The smell from the dried up marsh was making me nauseous but nothing phases Camille when she’s painting. She never complains, whether it’s hot or freezing, windy or smelly; she just gets in the zone and paints. Her students know better than to whine about weather or anything else; or as one student pointed out:

“It’s called ‘PLEIN Air’ NOT ‘Complain Air’!”

About the paintings:
Both of these 1 to 2 hour plein air sketches were done at the marsh, trying to work on getting the big shapes and color relationships. I think my easel must not have been level today; the horizon seems to be slanting downhill on today’s sketch above.
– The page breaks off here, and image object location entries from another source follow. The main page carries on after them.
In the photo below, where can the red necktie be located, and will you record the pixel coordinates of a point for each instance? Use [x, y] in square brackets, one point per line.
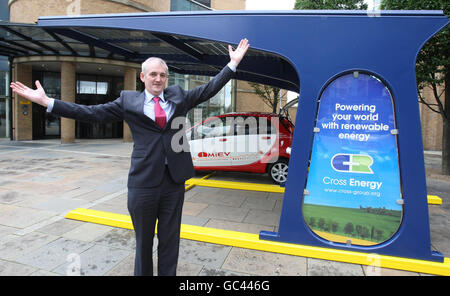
[160, 115]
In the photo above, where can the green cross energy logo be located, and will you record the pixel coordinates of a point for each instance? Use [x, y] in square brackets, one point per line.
[352, 163]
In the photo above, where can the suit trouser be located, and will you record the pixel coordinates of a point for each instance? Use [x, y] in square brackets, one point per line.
[146, 205]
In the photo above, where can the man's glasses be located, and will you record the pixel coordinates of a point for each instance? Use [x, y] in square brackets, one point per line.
[155, 74]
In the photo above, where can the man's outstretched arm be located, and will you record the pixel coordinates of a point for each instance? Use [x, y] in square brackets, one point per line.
[37, 95]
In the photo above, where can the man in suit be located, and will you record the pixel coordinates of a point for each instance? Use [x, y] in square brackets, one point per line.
[158, 170]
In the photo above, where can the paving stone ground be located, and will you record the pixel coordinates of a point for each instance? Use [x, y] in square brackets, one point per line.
[40, 181]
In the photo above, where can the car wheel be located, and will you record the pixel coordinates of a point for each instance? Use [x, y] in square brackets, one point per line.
[278, 171]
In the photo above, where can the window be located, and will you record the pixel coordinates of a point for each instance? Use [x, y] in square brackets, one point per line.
[91, 85]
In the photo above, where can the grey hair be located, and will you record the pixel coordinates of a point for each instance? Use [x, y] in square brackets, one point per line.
[161, 61]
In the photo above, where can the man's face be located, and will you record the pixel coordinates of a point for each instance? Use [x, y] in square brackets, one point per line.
[155, 78]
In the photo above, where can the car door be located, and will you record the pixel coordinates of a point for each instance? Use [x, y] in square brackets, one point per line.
[210, 146]
[253, 139]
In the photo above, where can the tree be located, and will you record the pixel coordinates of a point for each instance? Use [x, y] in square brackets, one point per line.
[270, 95]
[433, 68]
[330, 4]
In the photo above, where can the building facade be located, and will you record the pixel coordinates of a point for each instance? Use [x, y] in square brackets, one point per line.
[90, 81]
[98, 80]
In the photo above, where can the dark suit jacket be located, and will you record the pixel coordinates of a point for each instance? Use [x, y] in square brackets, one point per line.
[152, 145]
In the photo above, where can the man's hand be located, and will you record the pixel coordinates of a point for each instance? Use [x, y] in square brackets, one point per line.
[37, 96]
[237, 55]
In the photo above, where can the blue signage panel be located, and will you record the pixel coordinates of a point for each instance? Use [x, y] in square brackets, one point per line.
[353, 182]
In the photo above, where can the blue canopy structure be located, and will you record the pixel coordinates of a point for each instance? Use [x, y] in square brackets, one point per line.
[302, 51]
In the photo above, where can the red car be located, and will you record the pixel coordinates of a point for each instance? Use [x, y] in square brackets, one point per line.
[243, 142]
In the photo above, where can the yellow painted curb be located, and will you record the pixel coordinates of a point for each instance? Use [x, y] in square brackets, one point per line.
[432, 199]
[252, 241]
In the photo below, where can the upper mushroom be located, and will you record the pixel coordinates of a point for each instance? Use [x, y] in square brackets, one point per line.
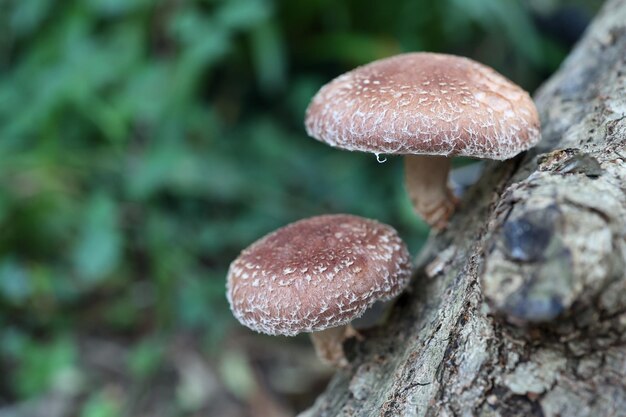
[425, 104]
[317, 274]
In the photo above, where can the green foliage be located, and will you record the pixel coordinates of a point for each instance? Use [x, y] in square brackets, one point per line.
[144, 143]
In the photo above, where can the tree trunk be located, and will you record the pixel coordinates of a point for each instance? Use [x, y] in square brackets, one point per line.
[519, 307]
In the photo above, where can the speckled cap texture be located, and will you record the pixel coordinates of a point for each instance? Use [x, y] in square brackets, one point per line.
[425, 103]
[316, 273]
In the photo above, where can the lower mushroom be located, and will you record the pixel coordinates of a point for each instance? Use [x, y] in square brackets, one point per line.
[315, 276]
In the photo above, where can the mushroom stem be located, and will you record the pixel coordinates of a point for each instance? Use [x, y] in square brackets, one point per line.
[329, 344]
[426, 178]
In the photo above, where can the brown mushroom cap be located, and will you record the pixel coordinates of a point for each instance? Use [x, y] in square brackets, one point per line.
[316, 273]
[425, 103]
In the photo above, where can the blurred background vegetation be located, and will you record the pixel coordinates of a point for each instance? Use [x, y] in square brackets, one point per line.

Shollenberger Wetlands sketch, 12x9", oil on panel (click image to enlarge)
Shollenberger Wetlands sketch, 12x9", oil on panel (click image to enlarge)

When I got home I tried to find out what happened to the water at Shollenberger but couldn’t find anything online. I did learn some interesting things about wetlands and what a valuable and important resource they are on the Petaluma Wetlands site.

I know we’re having a drought in California, but I don’t see how such a large body of water could dry up that quickly from being full just a few weeks ago.

I hope all the birds and fish and froggies are OK.  If you know what’s going, please do tell!